私に売り込む術を、貴様は持ち合わせているのかね?」
声をかけた相手が、普通の資産家だの貴族だの富裕層であれば。物珍しさついでに購入に至ったかもしれない。
しかし、己は王国有数の資産を誇る一族の嫡子。正直、少女が掲げるネックレス程度の品は、見るに飽きる程には所有している。
であれば、少女の行商人としての腕によるだろうかと。
含み笑いを零しながら、少女に少し意地悪な問い掛けをしてしまうだろうか。
■フェリーチェ > 話を聞いてから数泊おいて、さっき整えたばかりの少女の喉がひゅぅと高い音を奏でた。
「…………お、おぅぞ……」
高めに掲げて差し出したままのハンカチの影から、恐れ多くて相手の顔を覗き見る眼が激しく揺れる。

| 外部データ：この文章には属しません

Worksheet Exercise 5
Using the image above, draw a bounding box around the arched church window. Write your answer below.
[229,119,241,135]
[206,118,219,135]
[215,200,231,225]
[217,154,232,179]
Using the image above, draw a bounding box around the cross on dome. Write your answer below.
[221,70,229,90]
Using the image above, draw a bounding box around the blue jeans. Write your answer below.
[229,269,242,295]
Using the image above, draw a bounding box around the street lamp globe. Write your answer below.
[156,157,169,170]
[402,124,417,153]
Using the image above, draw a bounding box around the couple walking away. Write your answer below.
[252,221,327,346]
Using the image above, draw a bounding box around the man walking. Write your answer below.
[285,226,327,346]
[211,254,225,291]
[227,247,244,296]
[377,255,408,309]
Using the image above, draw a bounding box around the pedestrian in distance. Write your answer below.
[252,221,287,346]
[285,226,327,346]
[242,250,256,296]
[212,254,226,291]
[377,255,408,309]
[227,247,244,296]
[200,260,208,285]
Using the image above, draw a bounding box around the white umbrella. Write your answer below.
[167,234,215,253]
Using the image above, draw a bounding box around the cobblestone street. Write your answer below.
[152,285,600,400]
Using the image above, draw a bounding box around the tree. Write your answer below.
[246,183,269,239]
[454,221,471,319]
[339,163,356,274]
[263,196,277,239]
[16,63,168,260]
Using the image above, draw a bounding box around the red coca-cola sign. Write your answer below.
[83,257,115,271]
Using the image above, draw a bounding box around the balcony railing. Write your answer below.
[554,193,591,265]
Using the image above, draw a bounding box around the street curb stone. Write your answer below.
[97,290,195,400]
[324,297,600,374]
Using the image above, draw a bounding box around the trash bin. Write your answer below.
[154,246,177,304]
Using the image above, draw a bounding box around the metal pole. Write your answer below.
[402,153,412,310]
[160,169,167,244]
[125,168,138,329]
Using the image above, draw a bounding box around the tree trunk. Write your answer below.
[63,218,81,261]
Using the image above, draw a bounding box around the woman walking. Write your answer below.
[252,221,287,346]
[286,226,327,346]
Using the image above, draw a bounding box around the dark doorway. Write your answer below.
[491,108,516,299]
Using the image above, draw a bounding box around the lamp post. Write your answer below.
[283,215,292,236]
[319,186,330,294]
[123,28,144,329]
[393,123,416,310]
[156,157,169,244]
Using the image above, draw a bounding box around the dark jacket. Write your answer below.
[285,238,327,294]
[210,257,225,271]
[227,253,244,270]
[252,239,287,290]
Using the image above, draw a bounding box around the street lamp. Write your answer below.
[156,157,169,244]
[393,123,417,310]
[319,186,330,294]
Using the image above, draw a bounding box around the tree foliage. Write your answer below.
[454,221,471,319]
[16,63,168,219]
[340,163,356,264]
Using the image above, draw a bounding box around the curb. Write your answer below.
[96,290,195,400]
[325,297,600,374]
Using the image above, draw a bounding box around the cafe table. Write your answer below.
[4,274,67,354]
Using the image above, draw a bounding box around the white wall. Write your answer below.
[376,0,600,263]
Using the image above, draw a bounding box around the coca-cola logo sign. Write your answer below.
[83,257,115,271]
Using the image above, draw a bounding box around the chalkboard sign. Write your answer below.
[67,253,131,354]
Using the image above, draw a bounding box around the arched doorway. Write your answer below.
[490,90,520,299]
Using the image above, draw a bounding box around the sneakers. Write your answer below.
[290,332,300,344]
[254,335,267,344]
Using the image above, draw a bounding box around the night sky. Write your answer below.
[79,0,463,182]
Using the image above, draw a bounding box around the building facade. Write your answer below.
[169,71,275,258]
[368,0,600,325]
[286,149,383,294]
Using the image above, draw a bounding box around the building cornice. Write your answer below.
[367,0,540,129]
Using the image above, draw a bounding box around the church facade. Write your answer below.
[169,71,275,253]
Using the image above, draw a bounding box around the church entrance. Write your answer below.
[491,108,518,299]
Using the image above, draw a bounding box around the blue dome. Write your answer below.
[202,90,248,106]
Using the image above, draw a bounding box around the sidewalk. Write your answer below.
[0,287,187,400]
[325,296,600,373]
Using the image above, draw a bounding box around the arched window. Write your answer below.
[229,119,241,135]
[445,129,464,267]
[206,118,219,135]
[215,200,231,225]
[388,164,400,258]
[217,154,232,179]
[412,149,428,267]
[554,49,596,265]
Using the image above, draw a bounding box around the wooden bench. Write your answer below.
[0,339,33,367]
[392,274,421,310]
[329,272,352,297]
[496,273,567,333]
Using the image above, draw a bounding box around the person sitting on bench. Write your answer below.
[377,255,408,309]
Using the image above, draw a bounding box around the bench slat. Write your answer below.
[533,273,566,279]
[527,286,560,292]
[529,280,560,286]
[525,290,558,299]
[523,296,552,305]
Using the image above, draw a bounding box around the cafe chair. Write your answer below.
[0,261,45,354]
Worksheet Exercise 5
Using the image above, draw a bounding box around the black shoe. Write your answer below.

そう言われてからちゃんと周りを見回せば、媚びへつらう取り巻きでさえ、自分が辛うじて相手を出来そうな下っ端貴族とは訳が違う。
商品よりも少女自身を品定めする声に手元が微かに震え出し、それを抑えようとして折角キレイに広げられたハンカチにシワができてしまった。
面白がるような笑みを見て、最早後には退けないと知って一つ息を吐き。
「でひ……ん、うんっ!
でしたら如何でしょう、こちらの品を存分に眺めていただいたら……地面に叩きつけてください。
ご覧いただければ分かる通り一度割れれば凡百の銀細工でしかございません。
ただ刹那の間だけ、貴方様だけがお持ちになった結果を残して、誰にも手が出せぬ思い出へと昇華させるというのは?」
自分の持てるものが決して相手に見合うもので無かったことは、商売を初めて半年の少女にも分かること。
であれば希少性だけを過剰装飾した品として喧伝する。
壊してハイおしまいと、購入もなにもなく素気なくされる恐怖で胸中を満たしながら、窄まった瞳孔で相手を注視する。